Claro que con la oposición a la cruenta lidia, encabezada por Cataluña, la localidad francesa de Céret hace su agosto acogiendo a los taurinos de esa región catalana, con sus barretinas para cobijarse del sol veraniego.
No hay balcón, coche o casa sin una bandera de España. En las playas las tradicionales banderas de los guiris, alemanas, danesas o inglesas, se han sustituido por las de España. Claro que antes sabías cuando existía un organismo oficial, por las bandera en sus fachadas. Y ahora o te fijas mucho, o te metes en una casa particular para arreglar el papeleo de turno. No digo yo que lleguemos al patriotismo norteamericano, donde sus barras y estrellas aparecen hasta en las cortinas de los baños. Pero nos acercamos mucho. Es la primera vez, que todos los españoles estamos unidos por una misma causa. Hasta nos parece bien que junto a la bandera española aparezcan, en plena celebración del triunfo, otras banderas, como la catalana, la asturiana y la canaria. Lástima que la murciana, por ahora, no aparezca. Quién sabe si en un futuro con, Pedro León, figure también, junto con la de Mula. El caso es que, desde Punta Umbría a Finisterre, España es todo patriotismo. Que no sé si me alegra más por la unión de todos los españoles o por darle en las narices a los de siempre y a los agoreros que preferían que perdiera la Selección antes de darle una satisfacción a Zapatero. Y encima, el gol de la final lo ejecuta alguien que ha nacido en una región, que hasta no hace mucho, formaba con la de Murcia, una misma familia. Aún recuerdo cuando con los estudiantes de Albacete compartíamos aulas en la Universidad de Murcia. Hoy ya tienen la suya y ya no vienen. Y lo que es peor, nos miramos mal por culpa del agua. O mejor, por culpa de la falta de concordia y diálogo. En fin, eso es otra guerra que no se soluciona con un disparo desde el borde del área.
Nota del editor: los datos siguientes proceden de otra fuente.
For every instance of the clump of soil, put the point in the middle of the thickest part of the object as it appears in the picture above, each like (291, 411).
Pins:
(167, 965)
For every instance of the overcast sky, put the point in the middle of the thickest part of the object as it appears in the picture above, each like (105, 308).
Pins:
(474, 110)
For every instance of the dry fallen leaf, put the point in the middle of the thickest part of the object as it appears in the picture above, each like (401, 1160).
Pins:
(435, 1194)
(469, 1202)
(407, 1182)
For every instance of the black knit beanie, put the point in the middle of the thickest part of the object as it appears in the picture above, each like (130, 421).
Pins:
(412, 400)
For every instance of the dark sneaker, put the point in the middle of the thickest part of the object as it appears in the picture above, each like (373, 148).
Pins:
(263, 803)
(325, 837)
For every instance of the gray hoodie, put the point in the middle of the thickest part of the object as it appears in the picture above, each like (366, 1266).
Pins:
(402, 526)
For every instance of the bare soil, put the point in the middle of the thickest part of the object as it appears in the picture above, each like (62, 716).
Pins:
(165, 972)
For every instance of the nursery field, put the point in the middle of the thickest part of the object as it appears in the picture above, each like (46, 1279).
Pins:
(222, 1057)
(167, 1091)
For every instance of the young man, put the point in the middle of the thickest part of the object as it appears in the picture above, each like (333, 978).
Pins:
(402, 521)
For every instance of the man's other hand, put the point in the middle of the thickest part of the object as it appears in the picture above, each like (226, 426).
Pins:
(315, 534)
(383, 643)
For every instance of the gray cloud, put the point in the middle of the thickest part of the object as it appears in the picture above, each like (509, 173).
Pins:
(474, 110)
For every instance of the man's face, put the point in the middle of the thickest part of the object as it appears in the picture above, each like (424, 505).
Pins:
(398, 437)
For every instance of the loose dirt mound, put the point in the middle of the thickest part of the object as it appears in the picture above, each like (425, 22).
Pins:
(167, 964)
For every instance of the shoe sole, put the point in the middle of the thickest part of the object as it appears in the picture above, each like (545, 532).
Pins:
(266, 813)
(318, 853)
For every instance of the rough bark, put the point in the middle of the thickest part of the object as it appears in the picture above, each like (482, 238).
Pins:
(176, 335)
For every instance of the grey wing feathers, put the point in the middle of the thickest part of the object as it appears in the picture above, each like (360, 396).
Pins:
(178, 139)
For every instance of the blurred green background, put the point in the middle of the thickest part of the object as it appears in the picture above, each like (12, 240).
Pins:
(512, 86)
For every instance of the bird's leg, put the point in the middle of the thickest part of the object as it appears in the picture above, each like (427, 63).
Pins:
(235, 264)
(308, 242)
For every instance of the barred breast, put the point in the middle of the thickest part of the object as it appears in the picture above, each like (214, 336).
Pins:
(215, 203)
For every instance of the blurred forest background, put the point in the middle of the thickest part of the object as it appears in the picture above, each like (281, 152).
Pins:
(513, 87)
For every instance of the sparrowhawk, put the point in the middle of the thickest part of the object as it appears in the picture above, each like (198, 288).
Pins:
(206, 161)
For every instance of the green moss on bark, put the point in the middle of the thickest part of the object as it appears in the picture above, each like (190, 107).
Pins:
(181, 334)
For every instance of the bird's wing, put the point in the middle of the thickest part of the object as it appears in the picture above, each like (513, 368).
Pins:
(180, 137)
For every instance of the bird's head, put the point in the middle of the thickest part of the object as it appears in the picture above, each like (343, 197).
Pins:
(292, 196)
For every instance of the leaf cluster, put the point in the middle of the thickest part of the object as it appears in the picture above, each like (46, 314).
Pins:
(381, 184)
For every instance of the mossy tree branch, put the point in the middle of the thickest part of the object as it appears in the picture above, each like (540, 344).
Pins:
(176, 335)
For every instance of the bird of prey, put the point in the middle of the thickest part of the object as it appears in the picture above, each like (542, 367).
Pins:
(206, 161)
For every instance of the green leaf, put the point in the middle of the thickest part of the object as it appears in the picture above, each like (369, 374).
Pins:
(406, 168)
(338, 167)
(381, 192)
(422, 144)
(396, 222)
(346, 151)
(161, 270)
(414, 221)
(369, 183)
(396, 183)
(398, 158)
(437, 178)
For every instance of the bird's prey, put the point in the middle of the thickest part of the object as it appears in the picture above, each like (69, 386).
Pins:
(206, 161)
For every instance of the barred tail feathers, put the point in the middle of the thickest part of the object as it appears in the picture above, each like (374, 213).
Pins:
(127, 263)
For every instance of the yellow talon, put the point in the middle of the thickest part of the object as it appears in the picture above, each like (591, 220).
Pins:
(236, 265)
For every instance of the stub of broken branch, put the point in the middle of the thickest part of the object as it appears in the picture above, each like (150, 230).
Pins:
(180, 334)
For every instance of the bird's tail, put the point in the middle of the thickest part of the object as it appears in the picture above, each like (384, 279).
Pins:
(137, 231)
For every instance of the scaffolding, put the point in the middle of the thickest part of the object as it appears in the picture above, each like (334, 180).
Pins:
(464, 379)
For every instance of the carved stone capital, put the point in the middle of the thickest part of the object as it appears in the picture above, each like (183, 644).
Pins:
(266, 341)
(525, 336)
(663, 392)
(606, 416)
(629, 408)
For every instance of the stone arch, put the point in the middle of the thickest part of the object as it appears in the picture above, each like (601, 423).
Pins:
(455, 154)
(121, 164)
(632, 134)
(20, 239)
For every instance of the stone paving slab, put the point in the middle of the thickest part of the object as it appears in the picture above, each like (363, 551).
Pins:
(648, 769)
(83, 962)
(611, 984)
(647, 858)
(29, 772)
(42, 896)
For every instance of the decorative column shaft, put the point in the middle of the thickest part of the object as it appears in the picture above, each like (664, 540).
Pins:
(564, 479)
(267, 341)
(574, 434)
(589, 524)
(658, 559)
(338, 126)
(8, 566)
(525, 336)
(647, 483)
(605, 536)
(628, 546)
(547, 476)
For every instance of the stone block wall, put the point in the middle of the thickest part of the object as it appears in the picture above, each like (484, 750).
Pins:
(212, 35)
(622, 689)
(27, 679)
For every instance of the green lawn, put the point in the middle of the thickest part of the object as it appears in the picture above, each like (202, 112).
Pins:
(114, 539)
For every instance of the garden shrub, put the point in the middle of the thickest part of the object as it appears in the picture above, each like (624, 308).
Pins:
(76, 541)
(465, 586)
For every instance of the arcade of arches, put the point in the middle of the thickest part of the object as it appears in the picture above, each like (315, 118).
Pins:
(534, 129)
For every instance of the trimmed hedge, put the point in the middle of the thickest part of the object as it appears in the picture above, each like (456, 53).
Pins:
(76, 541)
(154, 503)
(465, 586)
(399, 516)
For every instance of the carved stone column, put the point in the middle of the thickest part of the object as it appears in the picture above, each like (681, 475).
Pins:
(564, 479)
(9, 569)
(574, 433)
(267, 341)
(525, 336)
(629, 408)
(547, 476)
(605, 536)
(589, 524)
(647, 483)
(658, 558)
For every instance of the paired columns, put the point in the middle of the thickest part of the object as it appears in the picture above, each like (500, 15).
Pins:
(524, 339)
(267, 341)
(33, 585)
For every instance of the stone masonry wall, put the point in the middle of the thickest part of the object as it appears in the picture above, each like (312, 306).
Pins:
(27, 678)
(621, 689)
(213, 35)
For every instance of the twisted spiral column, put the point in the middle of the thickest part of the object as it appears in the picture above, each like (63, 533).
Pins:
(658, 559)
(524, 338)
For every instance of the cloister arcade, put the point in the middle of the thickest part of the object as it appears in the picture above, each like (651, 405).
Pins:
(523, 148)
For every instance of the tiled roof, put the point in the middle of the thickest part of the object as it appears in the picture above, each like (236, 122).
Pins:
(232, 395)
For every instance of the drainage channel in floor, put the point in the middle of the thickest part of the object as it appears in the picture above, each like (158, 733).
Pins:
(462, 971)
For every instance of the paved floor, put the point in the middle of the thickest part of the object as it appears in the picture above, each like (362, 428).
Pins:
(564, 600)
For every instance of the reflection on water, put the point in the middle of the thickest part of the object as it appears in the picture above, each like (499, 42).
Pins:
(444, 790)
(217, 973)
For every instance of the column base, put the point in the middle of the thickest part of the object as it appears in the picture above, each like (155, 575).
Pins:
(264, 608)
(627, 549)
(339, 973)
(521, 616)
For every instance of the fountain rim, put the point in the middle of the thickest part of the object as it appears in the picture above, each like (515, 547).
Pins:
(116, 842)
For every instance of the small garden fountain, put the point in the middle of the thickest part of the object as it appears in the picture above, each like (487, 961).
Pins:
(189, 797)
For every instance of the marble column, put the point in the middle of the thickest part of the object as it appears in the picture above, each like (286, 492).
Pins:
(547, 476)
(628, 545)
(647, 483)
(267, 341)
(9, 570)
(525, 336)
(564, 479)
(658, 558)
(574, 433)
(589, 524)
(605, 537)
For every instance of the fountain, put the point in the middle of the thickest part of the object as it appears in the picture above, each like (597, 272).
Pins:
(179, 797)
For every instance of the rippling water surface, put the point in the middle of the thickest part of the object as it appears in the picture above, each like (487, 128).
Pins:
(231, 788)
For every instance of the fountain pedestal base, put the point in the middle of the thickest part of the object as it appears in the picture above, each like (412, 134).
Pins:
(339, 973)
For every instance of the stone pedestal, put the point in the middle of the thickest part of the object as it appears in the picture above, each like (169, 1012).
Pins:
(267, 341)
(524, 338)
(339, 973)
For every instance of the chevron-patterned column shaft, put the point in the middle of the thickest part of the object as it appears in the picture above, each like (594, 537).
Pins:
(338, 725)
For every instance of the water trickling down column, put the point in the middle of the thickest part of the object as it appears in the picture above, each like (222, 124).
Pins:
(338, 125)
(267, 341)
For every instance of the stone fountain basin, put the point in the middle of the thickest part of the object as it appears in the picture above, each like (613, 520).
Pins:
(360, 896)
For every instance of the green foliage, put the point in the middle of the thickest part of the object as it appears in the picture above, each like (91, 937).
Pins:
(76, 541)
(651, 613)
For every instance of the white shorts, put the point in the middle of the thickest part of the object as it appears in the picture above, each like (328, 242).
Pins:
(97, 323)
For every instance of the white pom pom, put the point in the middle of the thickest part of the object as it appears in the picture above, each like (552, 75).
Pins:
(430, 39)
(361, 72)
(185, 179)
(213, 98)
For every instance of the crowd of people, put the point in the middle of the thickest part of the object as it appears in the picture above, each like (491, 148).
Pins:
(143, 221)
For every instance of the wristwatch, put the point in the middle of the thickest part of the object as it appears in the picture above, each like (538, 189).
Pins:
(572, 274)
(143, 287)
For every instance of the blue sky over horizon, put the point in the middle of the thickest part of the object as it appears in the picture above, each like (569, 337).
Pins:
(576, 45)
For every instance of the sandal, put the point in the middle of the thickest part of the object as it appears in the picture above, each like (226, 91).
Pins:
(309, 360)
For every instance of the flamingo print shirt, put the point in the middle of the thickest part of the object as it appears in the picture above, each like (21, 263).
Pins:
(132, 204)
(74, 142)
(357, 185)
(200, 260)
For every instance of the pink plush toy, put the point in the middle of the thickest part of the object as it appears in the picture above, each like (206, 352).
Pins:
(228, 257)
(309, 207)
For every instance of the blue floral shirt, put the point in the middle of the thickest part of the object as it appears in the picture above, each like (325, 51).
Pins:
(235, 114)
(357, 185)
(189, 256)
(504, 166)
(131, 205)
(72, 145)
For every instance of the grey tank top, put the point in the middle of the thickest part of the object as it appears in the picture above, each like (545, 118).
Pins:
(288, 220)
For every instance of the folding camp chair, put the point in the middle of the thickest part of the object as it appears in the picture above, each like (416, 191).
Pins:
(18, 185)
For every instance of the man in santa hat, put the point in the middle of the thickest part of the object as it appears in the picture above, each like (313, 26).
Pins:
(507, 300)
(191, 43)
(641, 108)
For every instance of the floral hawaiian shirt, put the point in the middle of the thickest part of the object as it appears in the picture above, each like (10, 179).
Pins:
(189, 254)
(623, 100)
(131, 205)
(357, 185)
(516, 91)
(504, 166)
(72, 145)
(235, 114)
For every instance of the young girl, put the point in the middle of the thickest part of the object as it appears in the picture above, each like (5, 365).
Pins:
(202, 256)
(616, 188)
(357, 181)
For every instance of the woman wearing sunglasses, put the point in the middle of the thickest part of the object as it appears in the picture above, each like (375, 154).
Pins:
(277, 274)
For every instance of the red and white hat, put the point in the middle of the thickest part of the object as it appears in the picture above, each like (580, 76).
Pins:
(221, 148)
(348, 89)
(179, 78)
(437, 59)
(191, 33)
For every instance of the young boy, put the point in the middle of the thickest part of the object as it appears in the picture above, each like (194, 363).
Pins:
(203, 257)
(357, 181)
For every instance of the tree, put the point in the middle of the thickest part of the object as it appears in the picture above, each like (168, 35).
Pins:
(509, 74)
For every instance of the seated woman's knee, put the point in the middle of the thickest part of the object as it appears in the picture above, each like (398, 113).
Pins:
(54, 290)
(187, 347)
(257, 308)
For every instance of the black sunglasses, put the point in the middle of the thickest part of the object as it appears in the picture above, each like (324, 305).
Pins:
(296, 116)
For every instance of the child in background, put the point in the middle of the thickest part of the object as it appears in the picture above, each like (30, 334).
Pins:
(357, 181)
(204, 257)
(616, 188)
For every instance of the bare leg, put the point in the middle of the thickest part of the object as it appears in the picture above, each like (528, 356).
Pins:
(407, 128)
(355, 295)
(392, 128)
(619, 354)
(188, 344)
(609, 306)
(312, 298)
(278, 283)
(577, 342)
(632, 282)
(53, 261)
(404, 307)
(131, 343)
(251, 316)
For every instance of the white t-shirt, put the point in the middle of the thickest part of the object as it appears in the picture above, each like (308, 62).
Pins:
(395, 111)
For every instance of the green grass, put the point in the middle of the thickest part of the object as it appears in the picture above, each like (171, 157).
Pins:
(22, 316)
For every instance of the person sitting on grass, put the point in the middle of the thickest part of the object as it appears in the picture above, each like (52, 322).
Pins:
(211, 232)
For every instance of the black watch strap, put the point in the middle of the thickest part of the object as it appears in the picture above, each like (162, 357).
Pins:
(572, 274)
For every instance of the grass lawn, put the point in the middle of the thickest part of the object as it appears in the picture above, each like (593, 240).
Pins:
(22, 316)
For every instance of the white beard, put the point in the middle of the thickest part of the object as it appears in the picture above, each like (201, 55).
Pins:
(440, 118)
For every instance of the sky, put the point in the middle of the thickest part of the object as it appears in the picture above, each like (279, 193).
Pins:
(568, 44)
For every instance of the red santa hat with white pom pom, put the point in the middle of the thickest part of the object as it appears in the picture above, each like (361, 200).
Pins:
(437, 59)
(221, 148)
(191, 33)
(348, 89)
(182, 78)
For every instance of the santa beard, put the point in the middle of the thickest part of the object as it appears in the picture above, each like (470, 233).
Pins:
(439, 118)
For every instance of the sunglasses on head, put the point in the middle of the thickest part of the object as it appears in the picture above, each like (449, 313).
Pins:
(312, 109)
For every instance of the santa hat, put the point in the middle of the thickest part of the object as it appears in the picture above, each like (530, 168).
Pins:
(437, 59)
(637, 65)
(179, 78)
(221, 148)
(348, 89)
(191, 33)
Por unos momentos se olvidaron las polémicas por la ley del aborto, la sentencia del Constitucional sobre el Estatuto, y hasta los hinchas del Madrid se alegraron de que un culé de pura cepa como Puyol, marcara un gol a los teutones, con un ímpetu que solo un español sabe hacer.
Cosas del fútbol. Ya no importa si la crisis es incompatible con la millonada que ganan los jugadores de fútbol ni si van a cobrar una prima extraordinaria por proclamarse campeones del mundo. Lo que importa es que llevemos a partir de ese once de julio una estrella en la camiseta del equipo español. Eso sí que es empezar bien el estío, aunque sea el más caluroso desde hace muchos años. Qué fácil es hacer feliz al ciudadano. Basta con tocar sus sentimientos patrios y después esperar, como mínimo, cuatro años para seguir luciendo con orgullo que somos los mejores del mundo, nada más y nada menos que en fútbol. Al menos, durante este verano seremos felices. Septiembre nos volverá a la realidad de la crisis y dejaremos ya de ser todos de un mismo equipo. Pero eso también es la vida misma.